Le point le plus délicat concerne l'installation des caravanes des gens du voyage sur les domaines de particuliers. «Lorsqu'un différend éclate entre la communauté des gitans et le propriétaire d'un terrain, il est difficile pour la police d'intervenir», explique Blaise Péquignot. «Contrairement aux lieux publics, les forces de l'ordre ne peuvent en effet intervenir dans le domaine privé qu'en cas de troubles publics ou de menaces particulières», indique-t-il.

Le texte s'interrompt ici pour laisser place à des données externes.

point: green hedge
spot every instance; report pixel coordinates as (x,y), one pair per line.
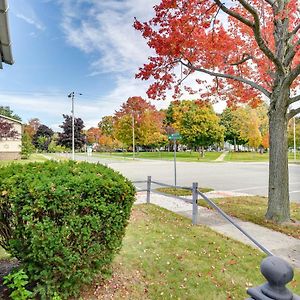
(63,221)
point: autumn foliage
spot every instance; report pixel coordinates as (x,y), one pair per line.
(236,40)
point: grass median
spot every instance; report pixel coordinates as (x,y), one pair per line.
(36,157)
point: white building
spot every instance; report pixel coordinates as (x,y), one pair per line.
(5,43)
(10,148)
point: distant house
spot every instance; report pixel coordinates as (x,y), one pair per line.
(5,42)
(10,148)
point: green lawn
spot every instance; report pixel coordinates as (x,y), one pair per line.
(254,156)
(164,257)
(246,156)
(253,209)
(180,156)
(33,157)
(181,192)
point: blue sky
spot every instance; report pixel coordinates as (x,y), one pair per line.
(86,46)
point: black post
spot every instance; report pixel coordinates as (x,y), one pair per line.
(278,273)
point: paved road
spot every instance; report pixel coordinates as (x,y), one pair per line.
(251,178)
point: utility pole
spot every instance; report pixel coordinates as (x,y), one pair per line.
(295,138)
(72,95)
(133,138)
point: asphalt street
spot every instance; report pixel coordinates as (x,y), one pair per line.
(250,178)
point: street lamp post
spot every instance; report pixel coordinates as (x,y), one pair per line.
(72,95)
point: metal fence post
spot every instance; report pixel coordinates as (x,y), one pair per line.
(278,273)
(195,203)
(148,189)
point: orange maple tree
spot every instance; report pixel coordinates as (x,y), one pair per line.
(252,51)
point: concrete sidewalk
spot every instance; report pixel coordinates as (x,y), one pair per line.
(278,243)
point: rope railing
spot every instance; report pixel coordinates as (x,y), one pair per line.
(277,271)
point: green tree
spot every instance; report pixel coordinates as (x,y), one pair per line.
(65,138)
(232,128)
(200,127)
(141,117)
(42,138)
(27,147)
(6,111)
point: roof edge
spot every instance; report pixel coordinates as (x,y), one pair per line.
(11,119)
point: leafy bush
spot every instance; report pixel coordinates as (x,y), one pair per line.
(63,220)
(17,282)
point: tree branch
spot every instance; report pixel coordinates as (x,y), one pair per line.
(271,2)
(293,113)
(293,75)
(244,59)
(295,30)
(233,77)
(234,14)
(291,53)
(255,26)
(294,99)
(258,37)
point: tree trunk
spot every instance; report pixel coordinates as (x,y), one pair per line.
(279,204)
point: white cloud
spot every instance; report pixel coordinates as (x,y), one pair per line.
(105,29)
(32,21)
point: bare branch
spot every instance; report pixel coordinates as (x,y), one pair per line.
(293,113)
(229,76)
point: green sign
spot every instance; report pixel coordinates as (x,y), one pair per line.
(175,136)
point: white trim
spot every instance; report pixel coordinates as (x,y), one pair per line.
(11,119)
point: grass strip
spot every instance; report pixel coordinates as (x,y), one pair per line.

Les chefs des Départements de justice et police latins prévoient également de se pencher sur la manière dont les Alémaniques font face au problème.

«Tuer la minorité»

Pour Henri-Philippe Sambuc, avocat genevois de la communauté des gens du voyage, le vrai problème se situe dans la distinction entre les gens du voyage suisses et les gens du voyage étrangers. «Mais les autorités suisses ne font rien... pour des questions de paresse!», selon lui.

«Les nomades suisses vivent en Suisse, paient leurs impôts ici, et ne se déplacent qu'avec trois ou quatre caravanes. Ils est vital pour eux de pouvoir s'arrêter où ils veulent», argumente l'avocat. «S'ils veulent s'installer sur le champ d'un propriétaire, ils doivent bien sûr demander son autorisation. Mais la commune, elle, n'a pas à s'opposer», explique-t-il. «Empêcher ces gens de s'arrêter, c'est les empêcher de travailler. C'est tuer la minorité», selon lui.

«Nomades en transit»

Le problème est tout autre avec les gens du voyage qui viennent de l'étranger. «Ces nomades en transit en Suisse se déplacent avec quarante ou cinquante caravanes, ce qui représente 200 personnes au minimum», poursuit Henri-Philippe Sambuc. «Ils doivent se rendre sur des places d'arrêt temporaires, sous peine de créer des tensions avec les résidents», dit-il.

La problématique des aires de stationnement sera également abordée vendredi par la Conférence latine des chefs des Départements de justice et police. Les cantons sont certes tenus de mettre à disposition des places d'arrêt pour les gitans. Mais y en a-t-il assez? La Suisse compte actuellement une dizaine d'aires officielles, dont quatre en Suisse romande. La dernière a été présentée la semaine dernière à Versoix (GE). Il en faudrait près du double, selon Henri-Philippe Sambuc.